You didn't get back together. There was no communication. And you ended up in a situation where you took whatever you could get - which, unfortunately, was basically his lip service to keep you around.

 

He hasn't given you anything except excuses and put offs. He's playing you both, since I sincerely doubt he's telling this other girl that he has to leave so he can have sex with his ex.

 

Whether or not it showed before? He's a creep now. He only cares what words he's using in regards to getting what HE wants from you and Potential Girl. He has sex from you while he takes his sweet time getting her closer to sex time.

 

You need to sit down with yourself and have a VERY harsh reality check, woman to woman, with yourself.

 

You keep saying "the month I was single." YOU ARE STILL SINGLE. Make no mistake, nowhere in what you said did I see ANYTHING about him having the cojones to actually say you both screwed up and need to work together on your relationship. I see a TON of hemming, hawing, putting you off, and procrastination over anything that remotely sounds like commitment to you.

 

He apologized and said he was just not ready. We talked everyday. Mostly fighting about our love. Then we started sleeping together again. We would cuddle and hang out for hours and he would kiss me and tell me the sweetest things and we would sleepover etc… like NORMAL. He wasn't ready to take me back though (which i completely understood). He wanted me to prove that I would;t leave him again.

 

No - he didn't care about you proving you wouldn't leave him.

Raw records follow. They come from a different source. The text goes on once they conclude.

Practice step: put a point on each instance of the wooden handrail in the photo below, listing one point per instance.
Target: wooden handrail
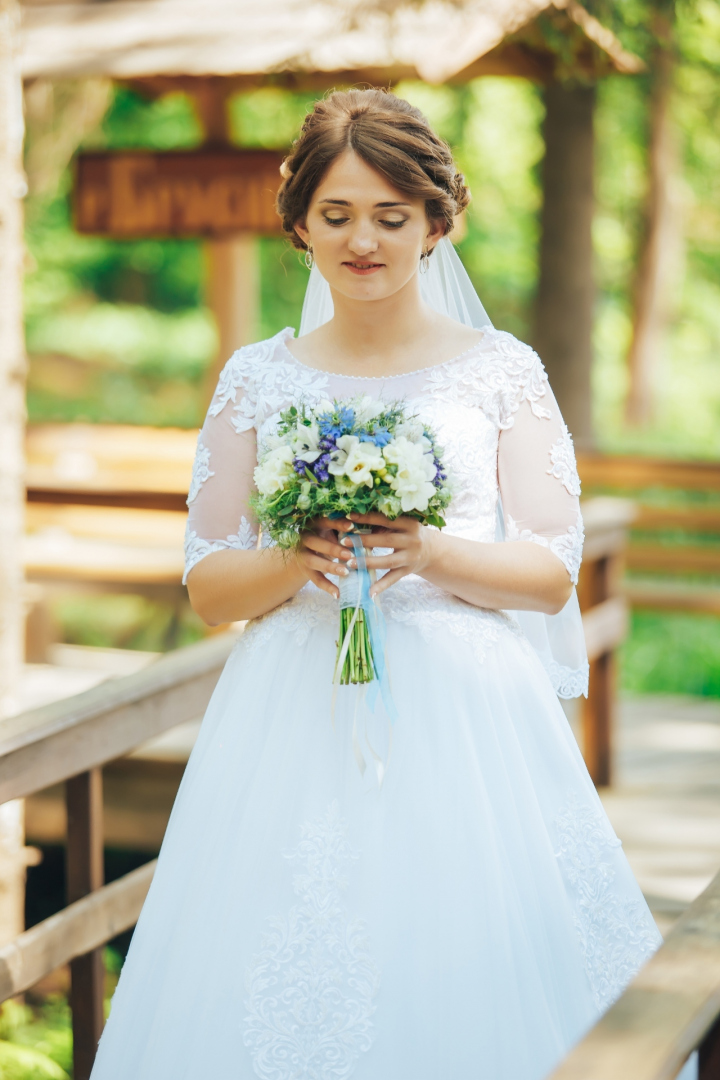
(73, 932)
(669, 1009)
(49, 744)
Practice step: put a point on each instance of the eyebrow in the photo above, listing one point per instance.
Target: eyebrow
(343, 202)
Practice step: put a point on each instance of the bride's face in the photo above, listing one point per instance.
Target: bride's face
(366, 235)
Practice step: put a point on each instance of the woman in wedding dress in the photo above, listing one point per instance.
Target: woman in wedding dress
(469, 912)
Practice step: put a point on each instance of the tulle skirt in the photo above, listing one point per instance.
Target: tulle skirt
(469, 917)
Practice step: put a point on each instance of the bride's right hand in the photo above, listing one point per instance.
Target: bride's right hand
(320, 547)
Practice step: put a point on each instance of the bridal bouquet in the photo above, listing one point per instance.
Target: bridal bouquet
(338, 458)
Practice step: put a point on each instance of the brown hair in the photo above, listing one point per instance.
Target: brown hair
(388, 133)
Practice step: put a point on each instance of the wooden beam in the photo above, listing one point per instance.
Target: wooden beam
(606, 626)
(667, 1010)
(84, 875)
(45, 745)
(83, 926)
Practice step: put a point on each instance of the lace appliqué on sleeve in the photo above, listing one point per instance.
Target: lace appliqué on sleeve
(568, 547)
(195, 548)
(201, 470)
(498, 376)
(268, 379)
(562, 462)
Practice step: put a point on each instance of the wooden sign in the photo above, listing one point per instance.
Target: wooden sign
(131, 194)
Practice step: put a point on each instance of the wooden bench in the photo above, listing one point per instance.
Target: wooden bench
(670, 1008)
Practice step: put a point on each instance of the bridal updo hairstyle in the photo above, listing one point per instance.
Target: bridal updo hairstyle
(390, 135)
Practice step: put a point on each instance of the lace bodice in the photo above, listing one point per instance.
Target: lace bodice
(504, 445)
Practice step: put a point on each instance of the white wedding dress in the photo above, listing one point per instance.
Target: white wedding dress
(473, 915)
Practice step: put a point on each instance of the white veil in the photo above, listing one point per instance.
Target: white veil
(558, 639)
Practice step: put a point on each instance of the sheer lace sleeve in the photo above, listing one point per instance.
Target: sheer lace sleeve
(219, 514)
(539, 483)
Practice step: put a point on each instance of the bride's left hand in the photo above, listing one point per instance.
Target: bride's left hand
(412, 543)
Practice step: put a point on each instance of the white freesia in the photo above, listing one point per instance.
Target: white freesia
(356, 460)
(413, 430)
(304, 442)
(367, 408)
(416, 471)
(274, 471)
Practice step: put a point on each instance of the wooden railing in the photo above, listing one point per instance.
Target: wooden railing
(71, 740)
(670, 1009)
(691, 524)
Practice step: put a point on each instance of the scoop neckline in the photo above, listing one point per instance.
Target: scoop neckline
(289, 332)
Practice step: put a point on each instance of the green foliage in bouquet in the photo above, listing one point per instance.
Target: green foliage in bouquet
(348, 457)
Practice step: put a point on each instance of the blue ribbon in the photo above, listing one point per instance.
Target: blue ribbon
(355, 593)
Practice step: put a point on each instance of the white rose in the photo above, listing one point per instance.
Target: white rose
(304, 442)
(272, 474)
(367, 408)
(416, 472)
(356, 460)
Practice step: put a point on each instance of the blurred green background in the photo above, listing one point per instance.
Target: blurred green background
(119, 332)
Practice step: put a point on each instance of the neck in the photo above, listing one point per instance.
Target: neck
(363, 328)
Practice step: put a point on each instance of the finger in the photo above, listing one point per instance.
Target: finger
(322, 582)
(382, 562)
(323, 566)
(372, 518)
(389, 579)
(386, 539)
(327, 548)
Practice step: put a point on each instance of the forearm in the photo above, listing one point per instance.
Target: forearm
(516, 576)
(230, 585)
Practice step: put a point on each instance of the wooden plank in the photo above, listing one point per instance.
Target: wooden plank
(673, 558)
(109, 458)
(667, 1010)
(671, 596)
(606, 625)
(83, 926)
(206, 192)
(628, 473)
(84, 875)
(45, 745)
(689, 518)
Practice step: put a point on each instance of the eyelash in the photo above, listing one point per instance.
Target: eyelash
(343, 220)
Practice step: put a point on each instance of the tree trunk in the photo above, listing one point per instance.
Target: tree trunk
(564, 314)
(12, 432)
(660, 259)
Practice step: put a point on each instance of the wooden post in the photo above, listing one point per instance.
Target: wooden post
(564, 314)
(12, 436)
(660, 260)
(709, 1054)
(84, 874)
(598, 583)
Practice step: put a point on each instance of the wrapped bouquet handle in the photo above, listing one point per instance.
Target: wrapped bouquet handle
(336, 458)
(361, 656)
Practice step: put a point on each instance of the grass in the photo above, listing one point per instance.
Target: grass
(671, 653)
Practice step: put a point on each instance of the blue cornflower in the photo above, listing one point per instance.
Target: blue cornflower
(380, 436)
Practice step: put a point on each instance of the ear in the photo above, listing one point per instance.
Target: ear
(302, 232)
(437, 228)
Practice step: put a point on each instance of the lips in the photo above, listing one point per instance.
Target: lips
(363, 268)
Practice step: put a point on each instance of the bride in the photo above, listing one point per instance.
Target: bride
(470, 913)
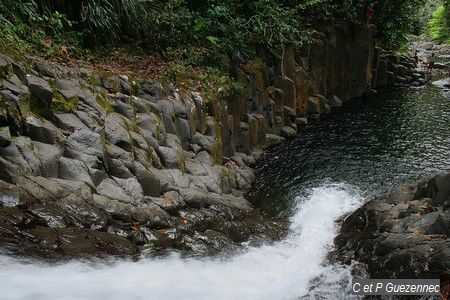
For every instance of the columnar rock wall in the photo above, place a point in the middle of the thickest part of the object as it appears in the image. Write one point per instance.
(96, 163)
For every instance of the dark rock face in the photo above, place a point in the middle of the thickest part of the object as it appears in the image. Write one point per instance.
(113, 166)
(403, 235)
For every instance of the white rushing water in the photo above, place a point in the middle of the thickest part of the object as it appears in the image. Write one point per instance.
(282, 270)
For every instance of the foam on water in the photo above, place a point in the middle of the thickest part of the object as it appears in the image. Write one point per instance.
(282, 270)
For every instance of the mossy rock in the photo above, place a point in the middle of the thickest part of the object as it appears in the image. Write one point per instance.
(181, 159)
(6, 71)
(11, 115)
(61, 104)
(104, 103)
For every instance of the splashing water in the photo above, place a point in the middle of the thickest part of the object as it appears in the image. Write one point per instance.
(279, 271)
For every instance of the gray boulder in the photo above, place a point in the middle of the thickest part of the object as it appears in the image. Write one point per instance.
(5, 137)
(42, 130)
(40, 91)
(72, 169)
(116, 132)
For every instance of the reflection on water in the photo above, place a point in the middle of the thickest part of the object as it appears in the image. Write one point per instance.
(387, 139)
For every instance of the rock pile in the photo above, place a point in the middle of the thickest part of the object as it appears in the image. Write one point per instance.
(402, 235)
(110, 164)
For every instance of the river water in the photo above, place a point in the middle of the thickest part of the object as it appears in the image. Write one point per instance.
(329, 170)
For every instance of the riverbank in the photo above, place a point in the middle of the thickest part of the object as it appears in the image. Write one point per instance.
(404, 234)
(108, 164)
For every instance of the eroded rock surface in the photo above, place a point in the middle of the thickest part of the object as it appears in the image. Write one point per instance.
(402, 235)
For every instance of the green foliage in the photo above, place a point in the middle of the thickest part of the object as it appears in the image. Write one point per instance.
(439, 25)
(215, 33)
(395, 20)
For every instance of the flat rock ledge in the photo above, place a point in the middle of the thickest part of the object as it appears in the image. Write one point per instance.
(402, 235)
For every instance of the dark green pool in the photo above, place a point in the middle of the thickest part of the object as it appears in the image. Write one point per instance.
(390, 138)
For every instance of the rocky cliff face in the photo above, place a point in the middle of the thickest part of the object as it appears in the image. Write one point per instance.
(108, 164)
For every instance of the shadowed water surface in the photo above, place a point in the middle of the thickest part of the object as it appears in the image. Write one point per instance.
(326, 172)
(391, 138)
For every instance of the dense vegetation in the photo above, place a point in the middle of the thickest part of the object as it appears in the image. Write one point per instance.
(233, 27)
(439, 25)
(207, 34)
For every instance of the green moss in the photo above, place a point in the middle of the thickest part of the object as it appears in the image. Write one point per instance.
(104, 103)
(131, 125)
(181, 159)
(6, 71)
(135, 86)
(61, 104)
(93, 80)
(217, 151)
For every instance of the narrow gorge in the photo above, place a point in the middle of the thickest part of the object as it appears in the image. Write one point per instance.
(121, 182)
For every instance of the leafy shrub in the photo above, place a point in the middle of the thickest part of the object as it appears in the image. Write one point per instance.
(439, 25)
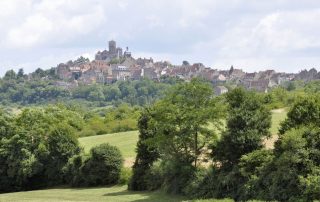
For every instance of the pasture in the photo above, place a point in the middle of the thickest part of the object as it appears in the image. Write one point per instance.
(126, 142)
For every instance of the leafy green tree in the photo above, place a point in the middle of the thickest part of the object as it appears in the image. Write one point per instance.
(11, 74)
(248, 124)
(101, 167)
(146, 155)
(305, 111)
(181, 120)
(62, 144)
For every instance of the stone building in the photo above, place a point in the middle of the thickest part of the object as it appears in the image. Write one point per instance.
(113, 52)
(219, 90)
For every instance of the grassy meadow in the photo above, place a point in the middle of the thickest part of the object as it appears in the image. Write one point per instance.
(126, 142)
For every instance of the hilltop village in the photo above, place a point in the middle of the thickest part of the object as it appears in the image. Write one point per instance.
(113, 65)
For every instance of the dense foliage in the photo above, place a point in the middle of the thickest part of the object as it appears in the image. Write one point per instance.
(146, 155)
(101, 167)
(35, 146)
(178, 129)
(242, 168)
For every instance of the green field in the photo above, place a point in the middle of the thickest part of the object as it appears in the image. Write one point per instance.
(126, 142)
(115, 193)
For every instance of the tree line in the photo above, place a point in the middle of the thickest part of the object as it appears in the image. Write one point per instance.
(181, 150)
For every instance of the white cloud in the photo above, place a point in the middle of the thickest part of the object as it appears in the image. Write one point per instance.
(283, 34)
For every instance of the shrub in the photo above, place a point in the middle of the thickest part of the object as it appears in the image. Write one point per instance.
(101, 167)
(154, 177)
(87, 133)
(125, 176)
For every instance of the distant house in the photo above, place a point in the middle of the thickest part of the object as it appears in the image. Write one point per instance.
(120, 72)
(260, 85)
(219, 90)
(218, 79)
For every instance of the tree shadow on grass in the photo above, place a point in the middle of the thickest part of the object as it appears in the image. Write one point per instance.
(148, 196)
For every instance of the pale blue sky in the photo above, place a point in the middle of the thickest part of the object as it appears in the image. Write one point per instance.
(249, 34)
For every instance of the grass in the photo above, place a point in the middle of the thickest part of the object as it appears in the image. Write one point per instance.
(125, 141)
(114, 193)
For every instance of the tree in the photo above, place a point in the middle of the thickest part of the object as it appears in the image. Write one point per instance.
(248, 124)
(20, 73)
(181, 120)
(11, 74)
(102, 167)
(305, 111)
(146, 155)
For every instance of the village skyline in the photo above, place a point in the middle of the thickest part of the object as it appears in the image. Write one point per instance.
(252, 35)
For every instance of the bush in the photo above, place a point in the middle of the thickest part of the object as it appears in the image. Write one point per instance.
(154, 177)
(102, 167)
(87, 133)
(125, 176)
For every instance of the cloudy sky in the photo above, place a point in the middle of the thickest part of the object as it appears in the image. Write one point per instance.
(249, 34)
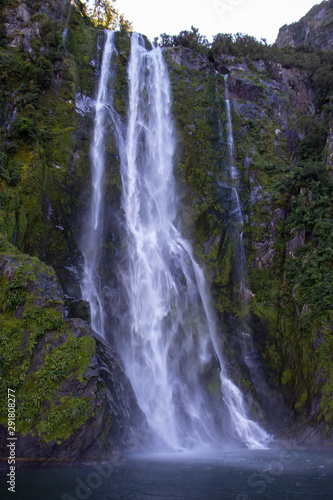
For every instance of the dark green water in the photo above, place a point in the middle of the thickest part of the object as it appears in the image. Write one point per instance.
(241, 475)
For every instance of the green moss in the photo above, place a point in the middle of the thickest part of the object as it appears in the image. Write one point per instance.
(64, 417)
(38, 354)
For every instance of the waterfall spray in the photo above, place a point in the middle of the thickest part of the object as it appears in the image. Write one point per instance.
(167, 337)
(91, 283)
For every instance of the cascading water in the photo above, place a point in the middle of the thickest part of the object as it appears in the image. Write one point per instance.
(167, 338)
(91, 283)
(172, 333)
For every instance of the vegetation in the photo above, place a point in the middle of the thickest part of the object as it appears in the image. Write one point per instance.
(105, 15)
(281, 157)
(39, 370)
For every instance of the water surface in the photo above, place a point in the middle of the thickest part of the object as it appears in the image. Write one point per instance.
(240, 475)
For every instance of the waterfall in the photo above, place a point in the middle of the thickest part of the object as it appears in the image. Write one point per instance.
(65, 30)
(232, 168)
(172, 334)
(91, 282)
(167, 336)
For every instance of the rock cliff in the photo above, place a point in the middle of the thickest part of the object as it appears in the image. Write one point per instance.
(314, 29)
(74, 400)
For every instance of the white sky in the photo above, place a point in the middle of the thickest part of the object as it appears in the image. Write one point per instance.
(258, 18)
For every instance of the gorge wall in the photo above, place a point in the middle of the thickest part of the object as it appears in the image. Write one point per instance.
(282, 120)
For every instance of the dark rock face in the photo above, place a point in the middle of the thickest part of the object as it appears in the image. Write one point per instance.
(114, 424)
(314, 29)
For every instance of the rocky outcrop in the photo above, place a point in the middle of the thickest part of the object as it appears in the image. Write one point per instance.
(74, 401)
(314, 29)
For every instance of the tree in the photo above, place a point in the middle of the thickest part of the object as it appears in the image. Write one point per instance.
(105, 15)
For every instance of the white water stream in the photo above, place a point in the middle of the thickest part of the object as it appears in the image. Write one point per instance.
(170, 338)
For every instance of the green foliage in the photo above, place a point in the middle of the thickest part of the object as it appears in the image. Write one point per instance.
(188, 39)
(39, 356)
(104, 15)
(63, 418)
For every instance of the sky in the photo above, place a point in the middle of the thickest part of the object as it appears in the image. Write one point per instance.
(258, 18)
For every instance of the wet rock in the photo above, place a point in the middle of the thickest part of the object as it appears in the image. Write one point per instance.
(294, 244)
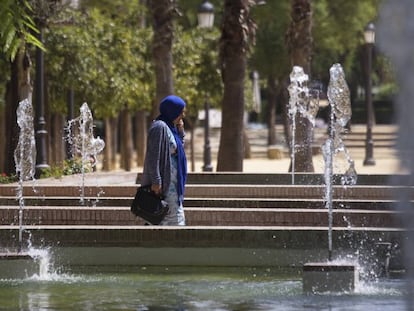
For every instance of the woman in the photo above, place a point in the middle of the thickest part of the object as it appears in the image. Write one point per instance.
(165, 165)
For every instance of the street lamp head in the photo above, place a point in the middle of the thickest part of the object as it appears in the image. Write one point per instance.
(369, 33)
(205, 15)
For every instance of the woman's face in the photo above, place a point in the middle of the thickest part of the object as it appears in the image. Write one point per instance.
(179, 119)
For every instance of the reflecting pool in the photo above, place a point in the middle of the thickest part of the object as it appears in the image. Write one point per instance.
(188, 288)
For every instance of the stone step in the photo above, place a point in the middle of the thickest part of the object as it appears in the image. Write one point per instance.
(271, 237)
(226, 191)
(202, 216)
(207, 202)
(286, 179)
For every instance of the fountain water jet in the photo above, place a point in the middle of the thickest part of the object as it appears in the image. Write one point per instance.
(334, 276)
(24, 156)
(85, 144)
(339, 100)
(300, 101)
(25, 159)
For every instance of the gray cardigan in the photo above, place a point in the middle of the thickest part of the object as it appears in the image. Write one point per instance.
(157, 164)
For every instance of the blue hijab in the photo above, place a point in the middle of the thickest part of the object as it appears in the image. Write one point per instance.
(170, 108)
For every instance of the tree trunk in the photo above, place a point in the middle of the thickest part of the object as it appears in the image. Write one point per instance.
(299, 39)
(108, 150)
(271, 110)
(57, 143)
(237, 30)
(18, 88)
(126, 141)
(162, 13)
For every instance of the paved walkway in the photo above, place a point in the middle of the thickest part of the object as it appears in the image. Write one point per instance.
(386, 161)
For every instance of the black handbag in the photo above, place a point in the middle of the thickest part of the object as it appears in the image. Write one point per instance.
(149, 206)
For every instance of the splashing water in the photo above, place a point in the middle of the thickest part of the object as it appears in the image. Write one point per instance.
(300, 101)
(339, 100)
(24, 155)
(84, 144)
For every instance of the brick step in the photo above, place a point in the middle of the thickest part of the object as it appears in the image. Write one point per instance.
(286, 179)
(202, 216)
(225, 191)
(269, 237)
(208, 202)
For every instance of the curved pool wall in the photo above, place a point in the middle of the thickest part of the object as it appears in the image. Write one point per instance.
(204, 246)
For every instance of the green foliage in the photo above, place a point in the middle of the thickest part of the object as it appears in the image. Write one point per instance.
(196, 74)
(104, 59)
(338, 34)
(16, 27)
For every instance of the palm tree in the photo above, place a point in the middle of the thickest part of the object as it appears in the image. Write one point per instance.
(299, 41)
(162, 12)
(237, 33)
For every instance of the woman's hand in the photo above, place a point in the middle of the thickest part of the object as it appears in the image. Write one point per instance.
(156, 189)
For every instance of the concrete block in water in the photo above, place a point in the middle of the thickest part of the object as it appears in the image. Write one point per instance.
(17, 266)
(329, 277)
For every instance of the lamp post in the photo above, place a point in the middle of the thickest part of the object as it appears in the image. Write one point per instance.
(205, 18)
(369, 34)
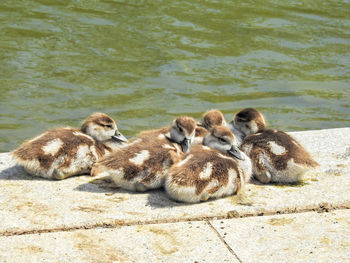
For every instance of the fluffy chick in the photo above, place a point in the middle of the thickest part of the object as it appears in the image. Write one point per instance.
(213, 170)
(276, 156)
(63, 152)
(144, 162)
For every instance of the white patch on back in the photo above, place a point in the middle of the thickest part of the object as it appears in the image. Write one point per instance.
(184, 160)
(167, 146)
(82, 152)
(254, 126)
(82, 134)
(140, 157)
(52, 147)
(276, 149)
(224, 157)
(127, 144)
(206, 172)
(161, 136)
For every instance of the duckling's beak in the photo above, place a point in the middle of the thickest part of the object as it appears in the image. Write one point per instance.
(185, 145)
(234, 151)
(119, 137)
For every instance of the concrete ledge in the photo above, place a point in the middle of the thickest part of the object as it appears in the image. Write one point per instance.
(180, 242)
(30, 206)
(307, 237)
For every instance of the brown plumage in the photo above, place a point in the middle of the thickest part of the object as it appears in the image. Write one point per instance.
(143, 163)
(276, 156)
(210, 119)
(213, 118)
(62, 152)
(205, 172)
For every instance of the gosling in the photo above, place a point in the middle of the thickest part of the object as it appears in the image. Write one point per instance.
(64, 152)
(276, 156)
(212, 170)
(210, 119)
(144, 162)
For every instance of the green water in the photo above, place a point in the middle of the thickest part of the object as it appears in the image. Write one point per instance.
(144, 62)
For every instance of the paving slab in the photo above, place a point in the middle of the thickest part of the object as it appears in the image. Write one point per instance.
(175, 242)
(302, 237)
(29, 204)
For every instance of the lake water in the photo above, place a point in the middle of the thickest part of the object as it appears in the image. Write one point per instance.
(144, 62)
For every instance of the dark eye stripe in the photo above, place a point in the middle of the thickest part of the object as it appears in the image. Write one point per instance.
(106, 125)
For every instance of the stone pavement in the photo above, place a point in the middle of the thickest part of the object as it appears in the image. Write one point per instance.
(85, 219)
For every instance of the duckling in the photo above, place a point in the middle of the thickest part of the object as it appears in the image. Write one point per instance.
(63, 152)
(210, 119)
(245, 122)
(276, 156)
(144, 162)
(212, 170)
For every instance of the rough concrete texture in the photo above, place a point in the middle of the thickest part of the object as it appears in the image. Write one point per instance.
(307, 237)
(85, 219)
(29, 204)
(180, 242)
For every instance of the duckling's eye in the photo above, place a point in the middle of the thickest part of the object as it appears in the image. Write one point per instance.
(107, 125)
(221, 140)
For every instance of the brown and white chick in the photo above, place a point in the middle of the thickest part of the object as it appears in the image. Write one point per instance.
(144, 162)
(212, 170)
(210, 119)
(245, 122)
(63, 152)
(276, 156)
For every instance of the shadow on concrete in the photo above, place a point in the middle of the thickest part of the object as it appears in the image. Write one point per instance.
(159, 199)
(17, 172)
(156, 198)
(101, 185)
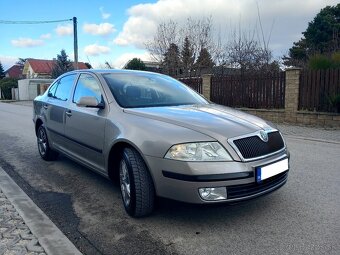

Read what YOU wrote. He didn't want you having anyone else - but he only wanted you to satisfy himself until his next option was open.

 

You went back into his arms and bed without resolving anything. You took the full responsibility for the failed relationship. It takes TWO people to make or break it. Yet you're letting him slither off and trying to bail this boat alone.

 

I thought it would be fair to basically always tell him what I was doing. I broke off connections with all my guy friends he didn't know so he didn't HAVE to worry if there was something was going on (even though there wasn't).

 

You're putting yourself in the position of a supplicant - throwing yourself at his feet like a peasant to a king. You're putting your entire life on hold while he pursues, actively pursues, someone else.

 

Go into your closet and hunt until you find the tattered remnants of your self esteem, shake them out, and start repairing. You deserve WAY more than this - way more. Talk to people on the forums. Get out with friends. Get busy and work on your health. But please, please, PLEASE, do not give someone who has such LITTLE respect and regard for you bring you down this low.